For the second group, i.e., between the age of 35 years and 45 years, working individuals are getting infected by COVID-19 is showing a direct increasing relation. The equation of the trendline is shown below:

 

y = 0.0439x - 3.2908

 

The value of R2 correlation coefficient for the graph is 0.977 which validates the fact that the relation is linear and increasing. Furthermore, the value of Pearson’s Correlation Coefficient for this graph is 0.988. As the value is very close to 1, it justifies the claim that the relationship is linear and being a positive value, it satisfies the claim that the relationship is increasing or direct. The spread is comparatively less in this group as the immunity of the individuals of this age group is considerably more and with an increase in age, people often tend to be more cautious and aware and take significant preventive measures to protect them from the disease.

 

Finally, in the third group, i.e., between the age of 45 years and 55 years, working individuals are getting infected by COVID-19 is showing a direct increasing relation. The equation of the trendline is shown below:

 

y = 0.1564x + 19.344

 

The value of R2 correlation coefficient for the graph is 0.9968 which validates the fact that the relation is linear and increasing.
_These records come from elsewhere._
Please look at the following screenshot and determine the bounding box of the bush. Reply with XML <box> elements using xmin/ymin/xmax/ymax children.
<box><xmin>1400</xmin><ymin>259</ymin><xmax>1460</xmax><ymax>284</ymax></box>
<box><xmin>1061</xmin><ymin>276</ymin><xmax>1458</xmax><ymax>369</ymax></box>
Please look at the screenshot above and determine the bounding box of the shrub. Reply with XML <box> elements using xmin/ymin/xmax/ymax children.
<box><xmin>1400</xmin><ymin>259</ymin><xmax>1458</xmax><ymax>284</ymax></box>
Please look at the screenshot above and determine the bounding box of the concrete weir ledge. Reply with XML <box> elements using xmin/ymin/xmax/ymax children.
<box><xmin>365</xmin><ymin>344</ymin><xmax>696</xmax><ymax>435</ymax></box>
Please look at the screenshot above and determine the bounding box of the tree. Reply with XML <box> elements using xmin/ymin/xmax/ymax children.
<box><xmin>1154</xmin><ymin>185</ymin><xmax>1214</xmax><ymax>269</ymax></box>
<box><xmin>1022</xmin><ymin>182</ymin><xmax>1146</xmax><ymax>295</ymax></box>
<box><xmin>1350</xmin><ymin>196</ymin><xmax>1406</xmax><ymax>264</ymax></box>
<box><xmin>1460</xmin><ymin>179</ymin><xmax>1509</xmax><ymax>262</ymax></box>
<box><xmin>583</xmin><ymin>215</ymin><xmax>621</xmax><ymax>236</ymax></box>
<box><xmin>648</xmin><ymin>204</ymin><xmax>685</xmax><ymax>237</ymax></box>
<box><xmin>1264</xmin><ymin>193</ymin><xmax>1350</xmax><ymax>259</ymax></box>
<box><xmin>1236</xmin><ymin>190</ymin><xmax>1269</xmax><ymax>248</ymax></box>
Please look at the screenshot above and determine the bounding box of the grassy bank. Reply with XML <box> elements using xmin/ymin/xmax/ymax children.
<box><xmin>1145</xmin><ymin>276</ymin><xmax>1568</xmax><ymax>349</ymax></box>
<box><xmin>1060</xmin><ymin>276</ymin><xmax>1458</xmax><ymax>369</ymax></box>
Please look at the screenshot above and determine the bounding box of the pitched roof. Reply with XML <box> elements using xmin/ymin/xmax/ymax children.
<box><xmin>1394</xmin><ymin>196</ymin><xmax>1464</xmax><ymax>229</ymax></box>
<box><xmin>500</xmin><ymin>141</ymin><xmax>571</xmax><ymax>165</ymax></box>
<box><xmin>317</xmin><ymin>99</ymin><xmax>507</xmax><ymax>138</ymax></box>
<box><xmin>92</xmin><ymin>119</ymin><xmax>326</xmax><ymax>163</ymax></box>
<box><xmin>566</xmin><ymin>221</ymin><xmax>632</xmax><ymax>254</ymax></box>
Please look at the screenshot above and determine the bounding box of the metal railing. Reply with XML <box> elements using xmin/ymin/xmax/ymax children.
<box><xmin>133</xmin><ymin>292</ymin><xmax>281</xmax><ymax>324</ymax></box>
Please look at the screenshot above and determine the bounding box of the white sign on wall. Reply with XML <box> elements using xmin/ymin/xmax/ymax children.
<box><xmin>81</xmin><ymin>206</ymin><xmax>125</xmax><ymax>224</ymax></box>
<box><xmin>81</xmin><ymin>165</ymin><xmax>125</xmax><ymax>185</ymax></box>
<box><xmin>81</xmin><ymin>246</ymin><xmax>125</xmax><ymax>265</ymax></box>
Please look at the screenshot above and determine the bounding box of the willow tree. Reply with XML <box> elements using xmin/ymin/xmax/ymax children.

Furthermore, the value of Pearson’s Correlation Coefficient for this graph is 0.998. As the value is very close to 1, it justifies the claim that the relationship is linear and being a positive value, it satisfies the claim that the relationship is increasing or direct. This group has shown maximum infection than that of the other groups. It is due to the fact that, this age group is quite close to the limit of senior citizens. According to the doctors, people aged more than 50 are more vulnerable to the disease which is significantly proved in its correlative study.